Monday, March 2, 2015


I love discovering a show that ticks nearly all the boxes. Usually, the conversation about mainstream entrainment features some form of "almost" and "not quite" and "could have been so much more." To avoid further disappointment, we set the bar low, but we shouldn't have to. Enter Britain's Black Mirror (2011-), a miniseries of speculative fiction with a dash of occasional satire that damn near blows its most famous predecessor, The Twilight Zone (1959-1964), out of the water. Yes, there are weak spots and plot holes and the potential for "close, folks, but no cigar!" No matter, I'm under its spell and have nothing but praise, so let's dive in. NO MAJOR SPOILERS.

Episode 1, "The National Anthem," is a real point of contention. Those who love it go on with the show; those who hate it may refuse to continue. Black Mirror's  non serial format works in its favor. Every episode is a one off with a fresh cast and can be watched selectively, out of order. Don't care to know if the prime minister will engage in televised bestiality to save a beloved kidnapped royal? By all means, skip ahead!

"Fifteen Million Merits" is overtly abstract in set-up and execution. While other stories make an effort to ground themselves in some sort of palpable reality, its staged theatrical feel is stark, unapologetic, and reads like a visual thesis. There's nothing familiar for the viewer to latch on to, yet it remains fascinating if for no other reason than a small, but pivotal prop called compliance in a juice box. It's so damn clever.

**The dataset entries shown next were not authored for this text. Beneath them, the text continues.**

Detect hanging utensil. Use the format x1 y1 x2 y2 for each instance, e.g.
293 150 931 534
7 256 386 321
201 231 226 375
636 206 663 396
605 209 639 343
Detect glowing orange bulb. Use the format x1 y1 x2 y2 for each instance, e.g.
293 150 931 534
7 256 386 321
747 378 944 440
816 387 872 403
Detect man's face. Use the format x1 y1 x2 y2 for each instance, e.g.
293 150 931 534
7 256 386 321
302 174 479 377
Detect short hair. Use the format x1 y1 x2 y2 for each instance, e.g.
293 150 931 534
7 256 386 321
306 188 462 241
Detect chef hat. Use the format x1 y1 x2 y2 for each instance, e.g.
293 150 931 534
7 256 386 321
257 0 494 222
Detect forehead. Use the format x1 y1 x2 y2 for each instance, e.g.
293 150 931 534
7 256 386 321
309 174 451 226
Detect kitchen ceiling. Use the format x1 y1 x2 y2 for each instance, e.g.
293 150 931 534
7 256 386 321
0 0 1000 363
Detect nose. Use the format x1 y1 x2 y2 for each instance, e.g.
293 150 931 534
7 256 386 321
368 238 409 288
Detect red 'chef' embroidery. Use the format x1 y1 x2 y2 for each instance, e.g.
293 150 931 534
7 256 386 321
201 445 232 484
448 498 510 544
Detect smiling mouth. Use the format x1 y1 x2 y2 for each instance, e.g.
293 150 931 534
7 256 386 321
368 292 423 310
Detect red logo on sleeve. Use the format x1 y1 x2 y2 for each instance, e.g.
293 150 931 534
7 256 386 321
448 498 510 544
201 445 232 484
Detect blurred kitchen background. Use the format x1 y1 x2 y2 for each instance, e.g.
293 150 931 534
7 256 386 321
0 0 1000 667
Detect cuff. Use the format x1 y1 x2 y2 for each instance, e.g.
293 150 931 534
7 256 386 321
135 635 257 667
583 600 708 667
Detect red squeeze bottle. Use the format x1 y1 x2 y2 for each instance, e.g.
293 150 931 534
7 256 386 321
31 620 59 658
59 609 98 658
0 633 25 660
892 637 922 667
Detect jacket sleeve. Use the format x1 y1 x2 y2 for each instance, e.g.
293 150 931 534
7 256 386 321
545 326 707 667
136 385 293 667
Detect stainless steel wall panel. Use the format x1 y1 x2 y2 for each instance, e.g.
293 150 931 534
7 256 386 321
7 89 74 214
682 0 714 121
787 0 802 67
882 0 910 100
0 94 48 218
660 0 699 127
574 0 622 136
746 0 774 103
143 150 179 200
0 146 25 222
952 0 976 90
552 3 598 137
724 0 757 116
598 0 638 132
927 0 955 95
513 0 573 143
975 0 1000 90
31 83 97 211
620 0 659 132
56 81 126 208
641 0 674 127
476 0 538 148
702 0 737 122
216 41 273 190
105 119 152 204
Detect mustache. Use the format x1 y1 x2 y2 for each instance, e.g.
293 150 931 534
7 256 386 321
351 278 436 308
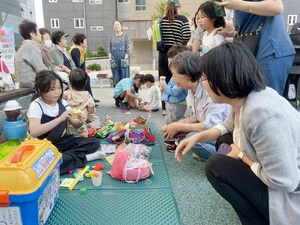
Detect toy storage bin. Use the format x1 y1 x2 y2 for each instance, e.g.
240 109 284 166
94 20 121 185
0 140 62 225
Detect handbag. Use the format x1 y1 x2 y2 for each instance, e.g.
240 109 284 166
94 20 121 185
233 20 265 56
121 59 129 67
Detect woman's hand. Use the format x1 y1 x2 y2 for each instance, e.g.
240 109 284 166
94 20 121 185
175 133 199 162
162 122 180 140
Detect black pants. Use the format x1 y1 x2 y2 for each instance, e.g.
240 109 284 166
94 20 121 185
158 46 172 110
205 154 269 225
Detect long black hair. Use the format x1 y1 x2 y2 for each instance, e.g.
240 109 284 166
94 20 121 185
200 41 266 98
31 70 63 101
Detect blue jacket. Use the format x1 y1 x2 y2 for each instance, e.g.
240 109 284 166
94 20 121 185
161 78 188 103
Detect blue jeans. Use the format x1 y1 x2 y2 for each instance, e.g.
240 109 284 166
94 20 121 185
186 132 217 161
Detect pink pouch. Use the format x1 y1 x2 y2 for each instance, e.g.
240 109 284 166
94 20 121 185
107 150 150 183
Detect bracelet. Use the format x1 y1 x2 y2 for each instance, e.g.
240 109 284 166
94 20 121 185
238 152 244 162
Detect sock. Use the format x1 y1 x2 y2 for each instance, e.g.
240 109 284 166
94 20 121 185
85 151 106 162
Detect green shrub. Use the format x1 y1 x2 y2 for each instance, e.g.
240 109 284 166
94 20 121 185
86 63 101 71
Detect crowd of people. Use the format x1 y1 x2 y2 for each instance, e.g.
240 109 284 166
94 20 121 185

"The Entire History of You" and "Be Right Back" had me watching with bated breath. The trappings of technology are at the centre of these narratives and pinpoint acutely how we filter our actions and relationships through its many devices. The implication is that every leap in personalized technology has a decidedly negative impact on human interaction. It comes between us, makes us suspicious, stalls our natural process, and when we try replace each other with any form of A.I., we are even more disappointed because it cannot replicate the human element to our satisfaction.

"The Waldo Moment" spouts another tech-centric storyline, but is the weakest of the bunch, pissing away its potential on lacking character arcs of an all around despicable lot of people. The nature of politics is so dirty it can even turn a goofy cartoon bear into a flaming arsehole with a thirst for blood and world domination.

The top prize, however, goes to "White Bear" where every element of production converges to create a magnificent atmosphere of chaos. The key here is the point of view. There are two groups of audiences present: we - the viewers, and the strange voyeuristic mob within the narrative. We are made to identify with someone who may or may not deserve our sympathy, but after the reveal, it's nearly impossible to shift our focus back to 'proper' identification. The audience manipulation is truly brilliant.

The first 2 seasons are available on Netflix (a dream layout for those with commitment issues to seemingly never ending seasons with double digit episode counts.) Season 3 debuted in December 2014 and is currently airing on Channel 4.